En effet, le roman d’anticipation m’apparaît toujours comme une thèse (dans le meilleur des cas) déguisée en fiction. Or, s’il s’agit de réfléchir à des questions sociétales, éthiques, etc., j’aime autant me pencher sur un ouvrage non fictionnel qui m’épargnera un monde imaginaire me paraissant souvent grotesque.
Auprès de moi toujours sort du lot, notamment parce qu’il propose aussi bien une véritable intrigue qu’une réflexion nourrie : le lecteur gagne sur tous les fronts.

Kazuo Ishiguro démontre à nouveau son talent en mêlant réflexion et émotion dans une histoire où la société fonctionne selon des principes rejetés par l’éthique actuelle. Il embarque le lecteur à bord d’une aventure où la noirceur est dissimulée par un ensemble de rites supposés être une image du bonheur. Sur le principe, cette technique n’est pas révolutionnaire ; c’est justement parce qu’Ishiguro ne se limite pas à un schéma visant à dissimuler une thèse que ce roman est puissant, sans compter son éternelle plume élégante.
> En effet, l’auteur nous épargne les détails sans fin sur l’origine et le fonctionnement de la société dans laquelle évoluent ses héros ; c’est même l’inverse qui se passe : l’auteur reste très discret et ne dévoile que le strict nécessaire (et encore) qui plus est au compte-gouttes.
> De même, il fait comme si son roman racontait une histoire très banale, ne suscitant pas d’interrogations particulières, ni d’émotions intenses.
L’absence de détails se justifie en ce qu’ils sont inutiles : Ishiguro n’avait vraisemblablement pas l’intention (ni le besoin) de créer un univers complexe au possible pour avancer ses pions (et il a eu bien raison, l’intérêt du propos résidant ailleurs).
Quant à la narration neutre, elle est justement une des clefs de la réussite de ce roman : au lecteur de s’impliquer, de réagir, de faire son travail de lecteur en somme.

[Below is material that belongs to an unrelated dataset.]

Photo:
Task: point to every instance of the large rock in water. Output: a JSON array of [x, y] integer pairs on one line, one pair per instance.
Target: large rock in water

J’ai toujours considéré les auteurs agissant ainsi comme montrant du respect pour leurs lecteurs.

Si l’intrigue sert de moteur à un ensemble de réflexions véritables, profondes et actuelles (car au fond l’anticipation se nourrit toujours de l’existant), l’histoire pourrait difficilement être considérée comme un simple prétexte à l'exposition de questions éthiques ; l’intrigue est trop bien construite et pensée pour n’apparaître que comme une fable dans le sens péjoratif du terme. En effet, rien n’est bâclé dans ce livre et l’histoire en tant qu’objet de « divertissement » intègre si bien ses thèmes que ces derniers ne pourraient être développés sans la première.

Ajoutons à cela qu’Ishiguro a construit des personnages si réalistes que le lecteur est engagé immédiatement. Ces personnages sont touchants parce que dénaturés ; cela peut sembler paradoxal alors qu'en vérité c'est le moteur même de ce scenario. Le regard que la narratrice porte sur leur histoire, leur enfance et leur adolescence dans un univers fermé est poignant. La confrontation entre son détachement et l’ampleur de l’affaire donne toute sa dimension dramatique à l’histoire. Ishiguro créé un choc entre les valeurs encore en place dans nos sociétés et qui agissent comme des garde-fous, et le fonctionnement d’un monde qui aurait abandonné encore un pan de ce qui lui reste d’humanité. C'est ce contraste qui donne à l'intrigue sa profondeur et sa puissance et qui permet aux questionnements d’émerger sans que l'auteur ait à les présenter artificiellement, pesamment. Il va jusqu'au bout de sa démarche, nous donnant le vertige, jusqu’au finale éprouvant.

Parions que ce roman est un futur classique.